L’histoire du site reste peu connue quant aux sept
siècles qui suivent. En effet, ils nous restent guerre
de vestiges de cette époque, fortement marquée par les
raids des Sarrasins qui ont détruit la quasi-totalité
du site, exception faite de la chapelle fortifiée.
En début du XIIè siècle, les princes de la Maison des
Baux, bienfaiteurs de l’église et soucieux du renouveau
spirituel de la région, soutiennent différents ordres
monastiques, comme les Bénédictins. Une de leur
communauté, installée à l’Abbaye Mont Majour près
d’Arles, établit un prieuré à Saint-Jean qui se
maintient jusqu’au milieu du XVème siècle sur une
surface de près de 6 000 hectares. Le temple
romain est détruit et les matériaux réutilisés pour la
construction de la chapelle romane actuelle consacrée à
Saint Jean-Baptiste.
Au XVIè siècle, le domaine est érigé en fief au profit
de la famille d’Estienne dont François Estienne était
président du parlement d’Aix-en-Provence. D’importants
travaux sont entrepris. Antoine Laurent et Esprit
Boyer, maîtres maçons aixois, proposent des
transformations de l’ancien manoir féodal, qui
répondent mieux aux besoins de faste d’une famille
appartenant à la noblesse nouvelle. Le château actuel
est le témoin de cette époque.
Au XVIIè siècle, alors que le domaine est devenu
propriété de la famille Martiny, il se dote des
premiers jardins à la française. Les archives racontent
les haltes de Louis XIII et Louis XIV …
Au XIXè siècle, la famille Martiny, alors sans fortune,
vend le domaine à Ludovic d’Estienne. Les
transformations effectuées, encore visibles
aujourd’hui, sont surtout les grandes allées de
platanes.
Le 11 juin 1909 un tremblement de terre, d’une
magnitude de 5 à 6,2 sur l’échelle de Richter,
endommage gravement le château. Le toit et les
planchers s’effondrent.
En 1917, sans moyens pour entretenir le domaine
Blanche, la fille de Ludovic d’Estienne de Saint-Jean,
lègue la propriété à la ville d’Aix-en-Provence tout en
désignant quatre usufruitiers.
En 1990, la ville devient propriétaire de plein droit.

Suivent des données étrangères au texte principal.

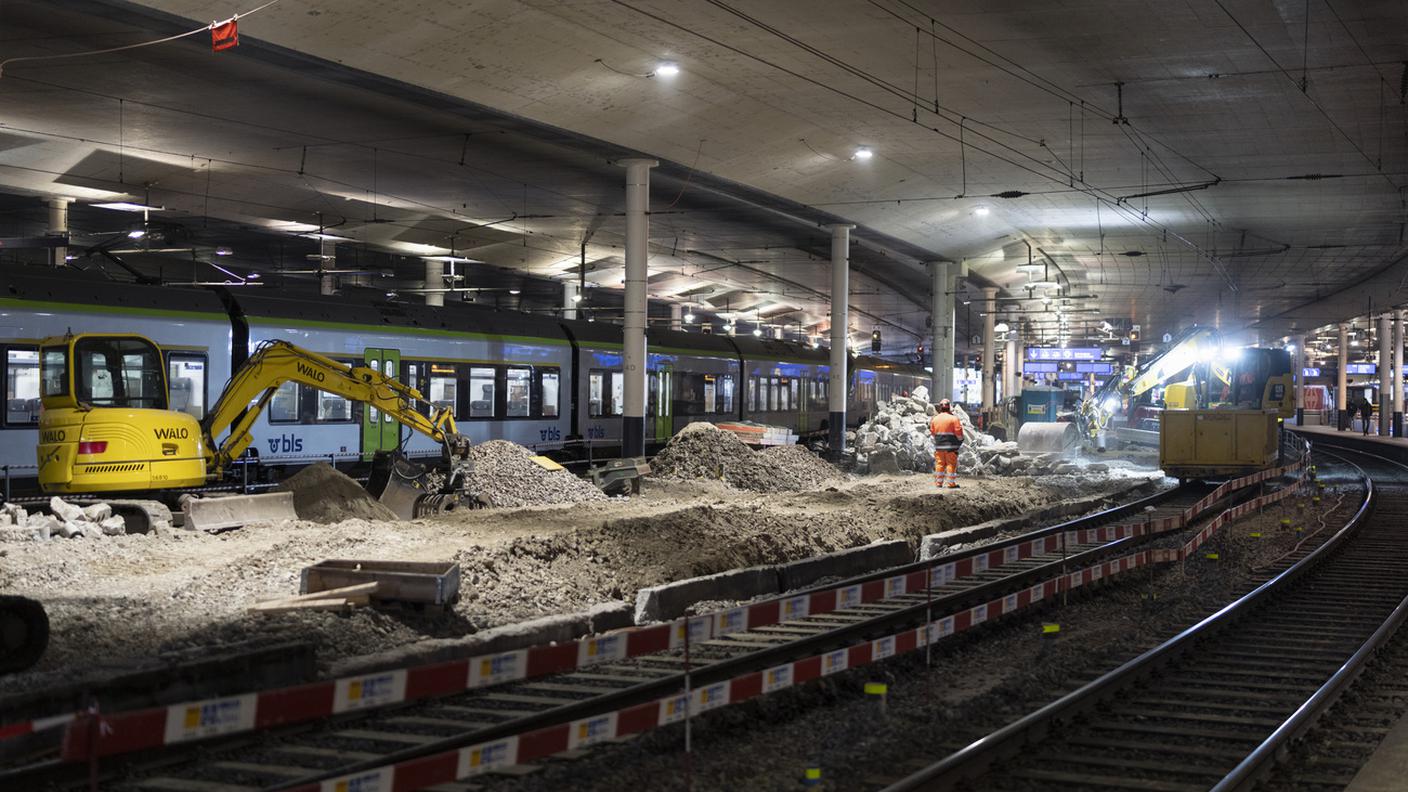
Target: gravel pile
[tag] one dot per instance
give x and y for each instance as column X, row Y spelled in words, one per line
column 321, row 493
column 68, row 520
column 700, row 451
column 897, row 438
column 506, row 475
column 704, row 451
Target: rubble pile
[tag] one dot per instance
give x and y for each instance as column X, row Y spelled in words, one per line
column 323, row 493
column 897, row 438
column 700, row 451
column 704, row 451
column 68, row 520
column 506, row 475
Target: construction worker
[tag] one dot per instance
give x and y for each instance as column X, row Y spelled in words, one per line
column 948, row 437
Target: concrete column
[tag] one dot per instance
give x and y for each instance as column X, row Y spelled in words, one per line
column 1386, row 375
column 1298, row 371
column 634, row 362
column 569, row 299
column 1342, row 379
column 434, row 279
column 838, row 386
column 1398, row 372
column 328, row 252
column 941, row 350
column 58, row 224
column 989, row 351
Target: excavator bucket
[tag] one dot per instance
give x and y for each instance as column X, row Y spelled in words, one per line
column 1046, row 437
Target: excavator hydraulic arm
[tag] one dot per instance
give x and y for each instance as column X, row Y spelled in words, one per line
column 276, row 362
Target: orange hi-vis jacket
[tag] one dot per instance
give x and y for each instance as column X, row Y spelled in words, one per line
column 948, row 431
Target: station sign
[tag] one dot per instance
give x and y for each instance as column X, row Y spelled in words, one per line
column 1063, row 354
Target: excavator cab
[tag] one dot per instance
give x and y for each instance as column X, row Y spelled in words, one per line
column 106, row 424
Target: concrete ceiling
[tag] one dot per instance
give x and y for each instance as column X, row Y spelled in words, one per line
column 1290, row 196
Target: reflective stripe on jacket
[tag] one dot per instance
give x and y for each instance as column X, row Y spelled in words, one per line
column 948, row 431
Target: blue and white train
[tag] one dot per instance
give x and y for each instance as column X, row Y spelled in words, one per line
column 547, row 384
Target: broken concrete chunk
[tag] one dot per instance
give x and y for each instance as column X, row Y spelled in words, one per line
column 65, row 510
column 97, row 512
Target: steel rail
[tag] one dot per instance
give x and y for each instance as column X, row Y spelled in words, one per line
column 976, row 757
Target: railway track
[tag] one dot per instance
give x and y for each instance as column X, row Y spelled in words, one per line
column 1214, row 706
column 341, row 746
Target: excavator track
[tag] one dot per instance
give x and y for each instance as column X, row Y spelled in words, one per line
column 24, row 633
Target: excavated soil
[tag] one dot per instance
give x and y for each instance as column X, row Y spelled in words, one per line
column 141, row 601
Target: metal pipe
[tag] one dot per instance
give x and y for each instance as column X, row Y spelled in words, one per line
column 637, row 272
column 989, row 353
column 1398, row 372
column 1342, row 378
column 839, row 334
column 1386, row 405
column 434, row 279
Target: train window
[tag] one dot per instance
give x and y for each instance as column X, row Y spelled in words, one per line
column 549, row 392
column 442, row 388
column 482, row 392
column 596, row 392
column 518, row 386
column 21, row 386
column 54, row 372
column 283, row 406
column 186, row 382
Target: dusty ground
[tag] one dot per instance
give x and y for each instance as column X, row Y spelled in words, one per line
column 137, row 601
column 976, row 684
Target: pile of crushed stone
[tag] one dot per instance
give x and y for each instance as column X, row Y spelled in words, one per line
column 321, row 493
column 506, row 475
column 704, row 451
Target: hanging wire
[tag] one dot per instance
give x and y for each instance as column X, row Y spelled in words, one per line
column 211, row 26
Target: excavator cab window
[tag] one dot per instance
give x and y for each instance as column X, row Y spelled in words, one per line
column 118, row 372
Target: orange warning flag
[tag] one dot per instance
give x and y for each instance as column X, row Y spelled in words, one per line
column 224, row 35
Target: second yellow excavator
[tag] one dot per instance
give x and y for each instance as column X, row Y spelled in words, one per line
column 106, row 426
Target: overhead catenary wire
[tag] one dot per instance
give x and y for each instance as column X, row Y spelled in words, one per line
column 85, row 54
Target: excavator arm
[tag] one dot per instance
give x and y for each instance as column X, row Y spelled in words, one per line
column 276, row 362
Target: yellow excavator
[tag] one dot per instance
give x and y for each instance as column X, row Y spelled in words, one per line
column 106, row 426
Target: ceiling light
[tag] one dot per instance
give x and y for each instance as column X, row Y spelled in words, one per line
column 127, row 206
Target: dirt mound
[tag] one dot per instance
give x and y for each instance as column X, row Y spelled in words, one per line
column 324, row 495
column 701, row 451
column 506, row 475
column 704, row 451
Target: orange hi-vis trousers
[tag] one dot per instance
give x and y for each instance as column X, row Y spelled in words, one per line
column 946, row 468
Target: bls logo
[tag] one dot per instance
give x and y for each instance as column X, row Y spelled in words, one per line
column 285, row 444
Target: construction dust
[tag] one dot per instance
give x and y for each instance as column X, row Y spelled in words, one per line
column 704, row 451
column 323, row 493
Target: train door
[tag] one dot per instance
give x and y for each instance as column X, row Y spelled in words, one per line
column 379, row 430
column 662, row 388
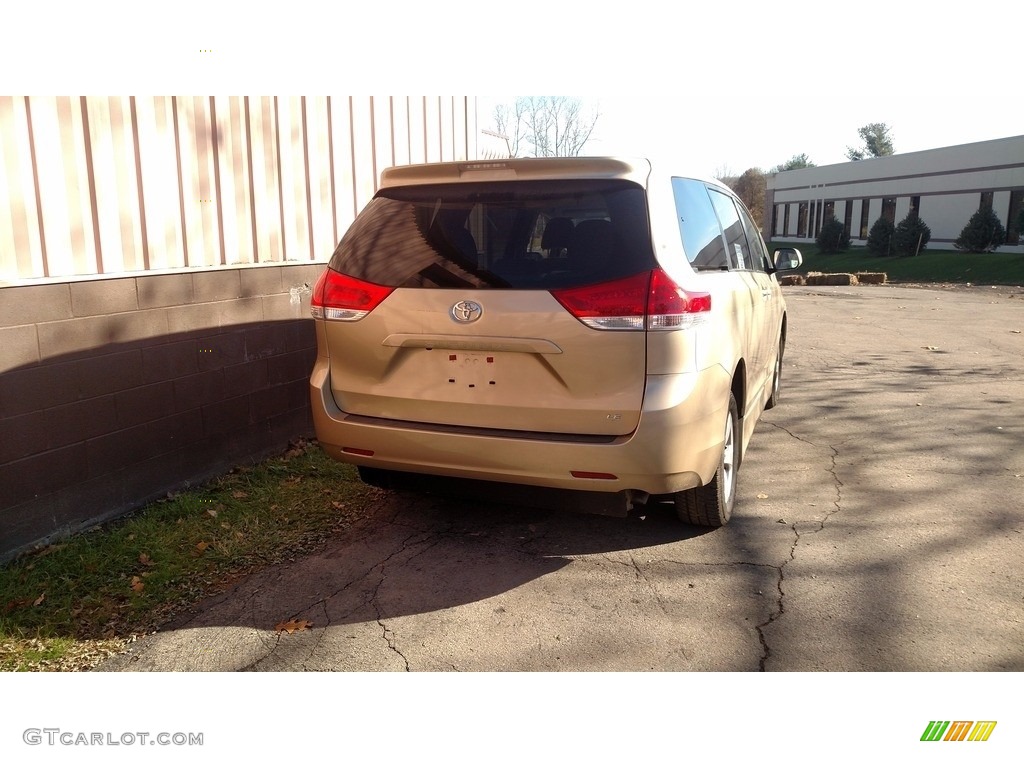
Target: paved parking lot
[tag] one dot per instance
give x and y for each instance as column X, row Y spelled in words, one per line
column 880, row 525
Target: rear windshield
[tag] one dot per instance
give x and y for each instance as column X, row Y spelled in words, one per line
column 531, row 235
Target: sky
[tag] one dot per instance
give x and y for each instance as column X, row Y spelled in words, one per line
column 711, row 89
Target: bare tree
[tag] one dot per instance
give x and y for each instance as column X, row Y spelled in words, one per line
column 750, row 187
column 545, row 126
column 877, row 142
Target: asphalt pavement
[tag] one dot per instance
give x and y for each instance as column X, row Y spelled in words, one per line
column 880, row 525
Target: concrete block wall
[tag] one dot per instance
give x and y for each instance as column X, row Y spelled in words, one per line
column 115, row 391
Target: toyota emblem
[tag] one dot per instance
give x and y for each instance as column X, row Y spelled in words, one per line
column 466, row 311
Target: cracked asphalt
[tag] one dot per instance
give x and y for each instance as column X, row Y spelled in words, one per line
column 880, row 525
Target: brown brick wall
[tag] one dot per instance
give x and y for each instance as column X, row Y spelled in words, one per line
column 115, row 391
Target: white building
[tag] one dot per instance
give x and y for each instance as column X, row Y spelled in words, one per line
column 945, row 185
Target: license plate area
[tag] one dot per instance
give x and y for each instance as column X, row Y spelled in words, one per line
column 471, row 370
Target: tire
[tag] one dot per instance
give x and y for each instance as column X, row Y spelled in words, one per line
column 711, row 505
column 776, row 377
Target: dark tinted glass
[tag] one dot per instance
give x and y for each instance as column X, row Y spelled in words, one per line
column 759, row 255
column 505, row 235
column 739, row 254
column 698, row 225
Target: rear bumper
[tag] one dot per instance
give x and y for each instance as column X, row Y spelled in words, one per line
column 677, row 443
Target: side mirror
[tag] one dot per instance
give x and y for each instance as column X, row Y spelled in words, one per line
column 787, row 258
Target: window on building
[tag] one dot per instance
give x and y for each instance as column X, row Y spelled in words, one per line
column 1014, row 217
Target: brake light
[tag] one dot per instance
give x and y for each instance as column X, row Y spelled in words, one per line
column 648, row 300
column 672, row 308
column 342, row 297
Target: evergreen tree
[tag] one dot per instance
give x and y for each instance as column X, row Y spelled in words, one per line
column 880, row 238
column 908, row 233
column 983, row 232
column 833, row 238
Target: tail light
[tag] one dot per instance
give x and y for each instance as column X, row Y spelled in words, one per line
column 648, row 300
column 342, row 297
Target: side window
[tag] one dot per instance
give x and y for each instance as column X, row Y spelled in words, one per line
column 698, row 225
column 735, row 238
column 759, row 254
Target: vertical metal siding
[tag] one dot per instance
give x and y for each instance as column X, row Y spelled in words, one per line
column 92, row 185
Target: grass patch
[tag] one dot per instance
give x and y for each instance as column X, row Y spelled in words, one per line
column 77, row 602
column 928, row 266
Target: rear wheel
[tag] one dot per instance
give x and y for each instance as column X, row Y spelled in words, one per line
column 711, row 505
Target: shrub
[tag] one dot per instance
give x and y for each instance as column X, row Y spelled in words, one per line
column 833, row 238
column 983, row 232
column 880, row 238
column 907, row 235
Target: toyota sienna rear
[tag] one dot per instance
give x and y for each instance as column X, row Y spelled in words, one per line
column 585, row 324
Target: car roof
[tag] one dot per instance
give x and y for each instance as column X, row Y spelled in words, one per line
column 633, row 169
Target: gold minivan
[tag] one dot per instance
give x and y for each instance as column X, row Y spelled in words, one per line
column 585, row 324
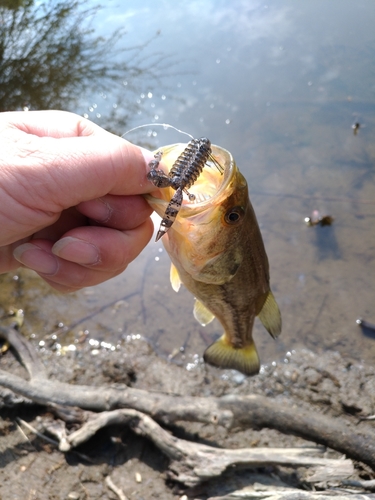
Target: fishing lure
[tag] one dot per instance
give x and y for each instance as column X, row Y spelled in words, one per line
column 184, row 172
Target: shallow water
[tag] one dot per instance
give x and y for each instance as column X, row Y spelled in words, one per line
column 279, row 85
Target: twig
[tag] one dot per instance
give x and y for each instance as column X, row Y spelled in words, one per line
column 229, row 411
column 115, row 489
column 192, row 463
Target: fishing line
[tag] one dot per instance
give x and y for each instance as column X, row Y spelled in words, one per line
column 164, row 125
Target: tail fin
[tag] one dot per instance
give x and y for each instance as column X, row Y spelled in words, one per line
column 223, row 355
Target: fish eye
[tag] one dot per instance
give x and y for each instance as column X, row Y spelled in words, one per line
column 234, row 215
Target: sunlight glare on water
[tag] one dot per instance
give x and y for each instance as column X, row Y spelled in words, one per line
column 279, row 85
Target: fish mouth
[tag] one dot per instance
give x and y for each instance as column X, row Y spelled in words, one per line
column 210, row 187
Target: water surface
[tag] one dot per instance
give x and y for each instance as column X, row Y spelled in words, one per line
column 278, row 84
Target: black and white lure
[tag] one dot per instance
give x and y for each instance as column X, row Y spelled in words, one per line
column 184, row 172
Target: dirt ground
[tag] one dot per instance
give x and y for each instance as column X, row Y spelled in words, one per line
column 31, row 468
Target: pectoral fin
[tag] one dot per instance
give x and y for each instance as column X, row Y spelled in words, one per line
column 175, row 278
column 202, row 314
column 223, row 355
column 270, row 315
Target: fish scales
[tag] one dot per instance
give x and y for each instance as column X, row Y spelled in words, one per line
column 217, row 253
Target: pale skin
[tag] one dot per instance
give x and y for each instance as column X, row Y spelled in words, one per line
column 71, row 205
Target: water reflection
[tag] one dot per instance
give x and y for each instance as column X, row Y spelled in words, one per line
column 51, row 58
column 279, row 85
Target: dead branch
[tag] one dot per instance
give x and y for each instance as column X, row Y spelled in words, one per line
column 192, row 463
column 229, row 411
column 293, row 494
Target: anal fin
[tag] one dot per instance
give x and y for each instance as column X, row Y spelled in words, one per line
column 202, row 314
column 223, row 355
column 175, row 278
column 270, row 315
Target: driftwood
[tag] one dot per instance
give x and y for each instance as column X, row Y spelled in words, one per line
column 192, row 463
column 229, row 411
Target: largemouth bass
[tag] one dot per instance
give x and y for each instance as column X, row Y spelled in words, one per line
column 217, row 252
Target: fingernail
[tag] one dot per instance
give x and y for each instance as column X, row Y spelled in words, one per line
column 36, row 259
column 76, row 250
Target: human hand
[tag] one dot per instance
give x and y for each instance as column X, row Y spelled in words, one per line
column 70, row 198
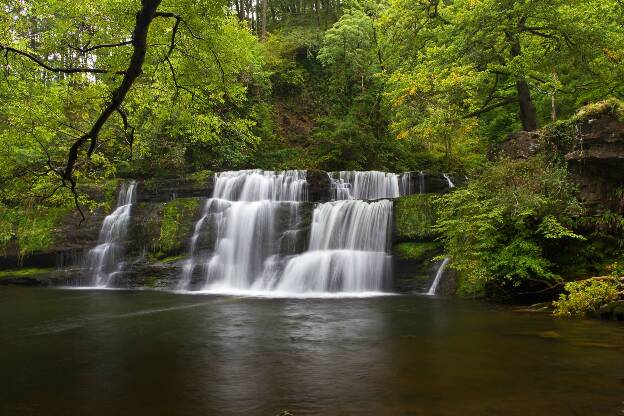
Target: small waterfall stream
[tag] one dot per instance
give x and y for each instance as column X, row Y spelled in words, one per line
column 104, row 260
column 258, row 234
column 436, row 282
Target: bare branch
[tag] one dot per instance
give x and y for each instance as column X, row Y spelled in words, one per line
column 43, row 64
column 86, row 49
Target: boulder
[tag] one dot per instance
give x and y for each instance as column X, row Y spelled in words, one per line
column 596, row 162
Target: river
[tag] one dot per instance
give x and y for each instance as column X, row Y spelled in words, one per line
column 111, row 352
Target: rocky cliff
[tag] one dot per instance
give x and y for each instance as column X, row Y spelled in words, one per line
column 162, row 222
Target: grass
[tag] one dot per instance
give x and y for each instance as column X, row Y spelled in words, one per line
column 415, row 250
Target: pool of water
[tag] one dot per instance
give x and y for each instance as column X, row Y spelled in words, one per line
column 69, row 352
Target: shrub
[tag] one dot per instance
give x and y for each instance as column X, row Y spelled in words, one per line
column 586, row 296
column 501, row 228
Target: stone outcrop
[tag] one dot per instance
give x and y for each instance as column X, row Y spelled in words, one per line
column 596, row 162
column 519, row 145
column 162, row 222
column 592, row 144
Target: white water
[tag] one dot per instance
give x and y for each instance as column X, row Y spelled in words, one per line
column 449, row 181
column 348, row 250
column 436, row 282
column 104, row 260
column 254, row 217
column 364, row 185
column 240, row 220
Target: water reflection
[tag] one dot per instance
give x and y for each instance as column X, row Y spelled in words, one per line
column 147, row 353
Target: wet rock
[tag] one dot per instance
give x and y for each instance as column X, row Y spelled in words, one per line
column 163, row 190
column 319, row 186
column 520, row 145
column 596, row 162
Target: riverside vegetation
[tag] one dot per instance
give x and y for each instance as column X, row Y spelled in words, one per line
column 93, row 93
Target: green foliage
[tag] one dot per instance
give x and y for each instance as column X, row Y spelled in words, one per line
column 586, row 296
column 33, row 229
column 414, row 217
column 499, row 229
column 453, row 66
column 175, row 228
column 415, row 251
column 24, row 272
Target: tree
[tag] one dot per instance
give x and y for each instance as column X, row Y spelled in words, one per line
column 107, row 68
column 451, row 63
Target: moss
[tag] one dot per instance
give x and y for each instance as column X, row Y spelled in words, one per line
column 415, row 251
column 414, row 217
column 150, row 281
column 33, row 229
column 176, row 226
column 202, row 175
column 612, row 106
column 27, row 272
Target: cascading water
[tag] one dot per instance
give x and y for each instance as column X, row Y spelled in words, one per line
column 103, row 260
column 242, row 216
column 254, row 227
column 436, row 281
column 364, row 185
column 348, row 250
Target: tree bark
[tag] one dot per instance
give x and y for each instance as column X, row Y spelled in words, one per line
column 263, row 17
column 528, row 116
column 139, row 43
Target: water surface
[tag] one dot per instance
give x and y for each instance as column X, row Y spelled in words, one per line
column 65, row 352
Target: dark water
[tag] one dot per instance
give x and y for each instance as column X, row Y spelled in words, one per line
column 145, row 353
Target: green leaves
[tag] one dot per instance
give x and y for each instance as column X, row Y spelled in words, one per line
column 498, row 228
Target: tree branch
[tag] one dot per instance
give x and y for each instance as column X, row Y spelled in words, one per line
column 43, row 64
column 491, row 107
column 86, row 49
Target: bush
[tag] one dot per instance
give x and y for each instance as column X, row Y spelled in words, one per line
column 586, row 296
column 500, row 229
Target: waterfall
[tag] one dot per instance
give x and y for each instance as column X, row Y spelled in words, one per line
column 242, row 216
column 104, row 259
column 421, row 183
column 248, row 238
column 448, row 180
column 436, row 281
column 405, row 183
column 348, row 250
column 364, row 185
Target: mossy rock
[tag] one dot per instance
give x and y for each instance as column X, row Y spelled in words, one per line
column 612, row 310
column 176, row 227
column 415, row 250
column 414, row 218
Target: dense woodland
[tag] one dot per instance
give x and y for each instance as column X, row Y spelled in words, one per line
column 97, row 90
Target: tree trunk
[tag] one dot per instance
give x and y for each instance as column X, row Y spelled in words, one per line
column 528, row 116
column 527, row 109
column 263, row 18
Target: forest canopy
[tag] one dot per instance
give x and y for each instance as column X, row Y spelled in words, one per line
column 92, row 90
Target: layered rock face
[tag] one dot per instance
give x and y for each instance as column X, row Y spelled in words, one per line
column 162, row 222
column 596, row 163
column 592, row 144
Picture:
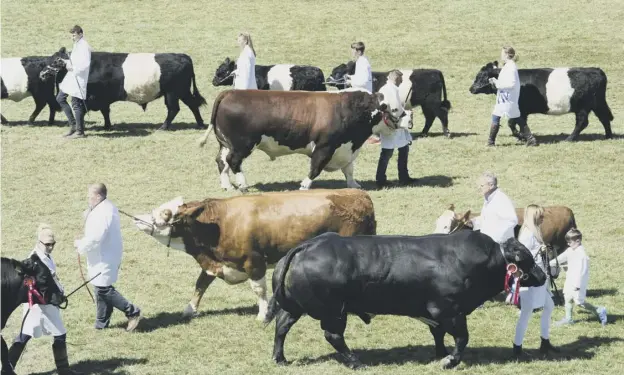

Le Domaine comprend alors, sur 240 hectares, un
ensemble bâti, paysager et fonctionnel.
Si sauvegarder le patrimoine c’est aussi sauvegarder le
cadre qui l’entoure, l’environnement est, lui aussi, un
patrimoine qui, jour après jour, s’entretient et se
préserve. En 1999, la Ville d’Aix-en-Provence confie au
CPIE du Pays d’Aix la gestion du projet de remise en
état du Domaine. Première phase de
réhabilitation : d’importants travaux de
débroussaillage et de jardinage. Viennent ensuite des
travaux de viabilisation et des restaurations du bâti
par tranches. Aménagés pour accueillir les locaux du
CPIE du Pays d’Aix et la Base Nature (clic lien), les
dépendances reprennent vie en 2001, avec l’installation
du CPIE du Pays d’Aix. Le château proprement dit attend
une complète restauration. Des mesures d’urgences ont
été prises, évitant un délabrement total.
Depuis 1999, le Grand Saint-Jean prête son décor au
Festival Art lyrique
d’Aix-en-Provence.
Dans la cour d’honneur, la structure installée chaque
année, peut accueillir près de 1000 personnes.